The above content is a further detailed description of the present invention in conjunction with specific preferred embodiments, and it cannot be assumed that the specific implementation of the present invention is limited to these descriptions. For those of ordinary skill in the technical field of the present invention, without departing from the concept of the present invention, some simple deduction or replacement can be made, which should be regarded as belonging to the protection scope of the present invention.

Claims (3)

1, a kind of repairing, rush construction land used polymer gelled material is characterized in that: the slag charge of the exciting agent of employing 13wt%-17wt% and the 82wt%-87wt% of silicon aluminate composition, and it is formulated to add water; Described slag charge comprises one or more the combination in blast-furnace slag, slag, flyash and the matchmaker's spoil; Described exciting agent comprises the SiO of 35wt%-75wt% ₂, Na ₂O and K ₂The CaO of among the O one or both, 0wt%-1wt%, the SO of 0wt%-1wt% ₃, Na wherein ₂O and K ₂The ratio of O in described exciting agent is the Na of 0wt%-55wt% ₂The K of O, 0wt%-65wt% ₂O.

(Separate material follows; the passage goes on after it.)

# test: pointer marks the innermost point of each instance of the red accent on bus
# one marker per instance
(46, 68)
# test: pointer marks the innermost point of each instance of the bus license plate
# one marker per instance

2, repairing according to claim 1, rush construction land used polymer gelled material, it is characterized in that: described slag charge grinds through grinding, grind gypsum and the 1wt%-3wt% grinding aid that adds 1wt%-4wt% in the process at grinding, grinding grinds gained powder Blain specific surface greater than 400m ²/ Kg.

3, repairing according to claim 2, rush construction land used polymer gelled material is characterized in that: the grinding of described slag charge grinds and adds described exciting agent grinding together in the process.